Well, the latest is that AT&T may be planning on charging its iphone customers an extra fee is they use Facetime on AT&T's network. Why? Because, as the vulgar joke goes, they can.
AT&T, along with Verizon, already gouges Americans, charging them an exorbitant price to use the iphone as compared to what you pay when using other non-iphone phones that seem to work equally well. (I'd been an AT&T customer for 11 years, including with the iPhone from the beginning, and only recently switched to Verizon because AT&T's coverage is a disaster in the Chicago suburbs - Verizon while not perfect in that locale, at least works.)
I'd written in May about the cost of an iphone plan in France as compared to the price in the states. I have a better plan here in France for nearly 20 euros a month (25 bucks) than I have in the states with Verizon for $90 a month (same price with AT&T). And that's the "cheap" plan I have in the states.
But, not happy with simply charging Americans nearly four times what you'd pay in Paris for an iphone plan with MORE coverage, AT&T now wants to charge people who use Facetime.
Why? I'm sure because AT&T claims that it fears that people will use Facetime instead of making calls on AT&T. And that, my friends, is a bunch of bull.
1. Smartphones are already far more than telephones. There's a reason I pay $90 a month, and it's not for phone service or I'd dump both AT&T and Verizon. I want a phone that can surf the web well. I don't ever use all of my phone minutes in any given month because that's not the main thing my phone does for me anymore. So were I to shave my phone usage by using Facetime, I'd still be paying the exact same monthly fee for the same monthly number of phone minutes (450, I believe) - so AT&T wouldn't be losing a dime.
2. It's doubtful that Facetime will cut into real phone traffic. Kids today text, they don't make phone calls. And adults aren't going to start making significant numbers of video calls any time soon (I tried to get my mom to skype with me and she said she didn't want to because then she'd have to get dressed up).

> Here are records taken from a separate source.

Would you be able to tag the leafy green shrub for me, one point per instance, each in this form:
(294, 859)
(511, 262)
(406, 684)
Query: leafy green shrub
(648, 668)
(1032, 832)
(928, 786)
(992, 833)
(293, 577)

3. AT&T's Internet bandwidth would get bogged down, they may claim. Well that's their problem. AT&T, and Verizon, promise you a couple of gigs or so of bandwidth a month - nay, they didn't just promise, they SOLD ME 2 gigs a month. It should matter to them HOW you spend you Internet time, all that matters if that they give us 2 gigs a month and we can use it as we please. They have no right to charge me for spending my time online doing one thing versus another - that is the essence of the Net Neutrality argument, stopping companies from regulating what you can and can't do online simply because they think they can make more money by forcing you to do something else.
Now, if AT&T wants to claim that, sure, they SOLD me 2 gigs a month, but they don't really HAVE 2 gigs a month because they never thought I'd actually USE 2 gigs a month, well, then we have a little fraud claim to file, don't we. Not to mention, how is charging, say, 5 bucks a month going to change the bandwidth usage of Facetime?
This is typical of the shoddy customer service Americans get from a lot of our companies, especially telecommunications. Chris has written before about the absurdly expensive cable TV bills we all pay in the states - in Europe, 30 euros ($38) a month will get you cable TV, super-fast cable Internet, and phone service with free calls in country and free calls to dozens of countries worldwide. In the states we pay, what, for just (slower) Internet and TV - $150 a month, $180?
We are being cheated, folks. And most people, while sensing in their gut that something's unfair, have no idea what it's like in the rest of the developed world.
As with the outrageous prices Americans are charged for prescriptions drugs, these companies cheat us on a daily basis because they can.